Every new line of business publishers pursue—e-commerce, lead-gen, and so on—inherently requires a certain degree of cross-platform selling and conversion. In other words, as publishers expand their product platforms, so go the opportunities to grow overall audience numbers.
While each product platform still requires its own promotion efforts, there is a broader audience growth implication. Simply growing print for the sake of print ignores opportunities in other areas of business. “I’m not sure you can detach those things,” said Abraham Langer, SVP of audience development and digital media at b-to-b publisher 1105 Media. “But there also has to be broader audience acquisition. What’s the point of growing your audience if you’re not converting it?”
Langer views product platforms, and their marketing, in four buckets—print, Web traffic, enewsletter subscriptions and events. “We look at audience development across all four,” he said. “That’s not to say that we don’t engage in audience development for each of those, but the promise of one area impacting the other is how you aggregate and leverage audience information from one to the other.”
Eventually, however, platform marketing will diverge between marketing to existing customers and prospect marketing.
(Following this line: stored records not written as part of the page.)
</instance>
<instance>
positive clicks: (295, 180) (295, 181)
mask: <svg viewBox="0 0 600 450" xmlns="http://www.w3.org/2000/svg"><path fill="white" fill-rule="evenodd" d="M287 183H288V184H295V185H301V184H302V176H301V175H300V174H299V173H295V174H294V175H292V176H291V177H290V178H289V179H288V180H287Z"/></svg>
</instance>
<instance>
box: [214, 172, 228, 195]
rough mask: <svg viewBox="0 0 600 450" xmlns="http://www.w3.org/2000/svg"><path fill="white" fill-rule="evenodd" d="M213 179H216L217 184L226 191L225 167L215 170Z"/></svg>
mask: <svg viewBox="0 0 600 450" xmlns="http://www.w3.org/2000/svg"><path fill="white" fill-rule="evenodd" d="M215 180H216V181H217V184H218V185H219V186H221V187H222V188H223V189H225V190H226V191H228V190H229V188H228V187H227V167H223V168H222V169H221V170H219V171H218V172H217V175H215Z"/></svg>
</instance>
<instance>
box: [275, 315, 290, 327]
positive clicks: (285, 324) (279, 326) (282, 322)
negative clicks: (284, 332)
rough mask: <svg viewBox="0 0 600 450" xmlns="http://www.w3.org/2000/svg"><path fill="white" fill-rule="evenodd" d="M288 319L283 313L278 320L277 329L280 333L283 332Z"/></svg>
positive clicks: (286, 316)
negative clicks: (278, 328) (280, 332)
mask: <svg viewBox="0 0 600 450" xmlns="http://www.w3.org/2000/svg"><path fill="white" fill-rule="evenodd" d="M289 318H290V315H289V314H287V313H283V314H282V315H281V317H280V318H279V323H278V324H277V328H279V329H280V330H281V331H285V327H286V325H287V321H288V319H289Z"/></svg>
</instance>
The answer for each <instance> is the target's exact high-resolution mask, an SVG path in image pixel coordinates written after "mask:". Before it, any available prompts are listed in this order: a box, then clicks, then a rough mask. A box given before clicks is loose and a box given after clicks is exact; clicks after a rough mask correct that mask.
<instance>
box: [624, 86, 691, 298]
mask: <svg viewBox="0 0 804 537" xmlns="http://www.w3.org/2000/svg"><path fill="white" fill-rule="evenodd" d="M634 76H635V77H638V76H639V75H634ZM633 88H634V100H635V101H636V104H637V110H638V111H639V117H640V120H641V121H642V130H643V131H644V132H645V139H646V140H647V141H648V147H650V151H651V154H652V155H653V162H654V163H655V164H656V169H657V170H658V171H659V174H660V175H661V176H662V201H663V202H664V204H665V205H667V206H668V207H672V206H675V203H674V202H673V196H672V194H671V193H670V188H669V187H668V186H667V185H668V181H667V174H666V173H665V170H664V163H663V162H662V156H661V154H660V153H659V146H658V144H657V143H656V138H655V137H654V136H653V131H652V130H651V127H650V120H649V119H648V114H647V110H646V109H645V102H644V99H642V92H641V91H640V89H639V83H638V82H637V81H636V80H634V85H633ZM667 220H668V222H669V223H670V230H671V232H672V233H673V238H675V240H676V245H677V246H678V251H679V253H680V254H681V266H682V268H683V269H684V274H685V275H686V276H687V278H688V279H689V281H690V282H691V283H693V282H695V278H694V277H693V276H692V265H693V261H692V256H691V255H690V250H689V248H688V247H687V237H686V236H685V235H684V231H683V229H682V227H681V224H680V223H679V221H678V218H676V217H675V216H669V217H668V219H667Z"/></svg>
For this, 1105 is on the verge of launching a new Web-based product that will act primarily as a prospecting and general audience growth vehicle. “We’re moving towards trying to find an interesting way of essentially creating a large funnel on the front end. [The product] will cast a broad map of audience acquisition that in turn will be fed into our aggregated data stores and leveraged for print, Web and event marketing. The goal is to give ourselves a strong prospecting database for all our lines of business.”
The prospecting database will exist in parallel to current customer databases that are aligned with product platforms, but are then aggregated into a combined database.
At Rodale, a more aggressive Web traffic growth strategy in 2009 has paid off in print subscriptions. “Women’s Health and our sports titles, including Bicycling, Runner’s World and Running Times, are up a combined 51 percent in subscriptions generated online,” said John McCarthy, SVP of customer marketing. Across all Rodale titles, he added, Web-sourced subs are up 20 percent.
McCarthy noted that while oraginic growth will remain important, the company will begin exploring third-party partnerships to expand audience reach for advertising and e-commerce. “We know how to monetize health and wellness traffic and these deals should allow us to throw off significantly more revenue, quickly.”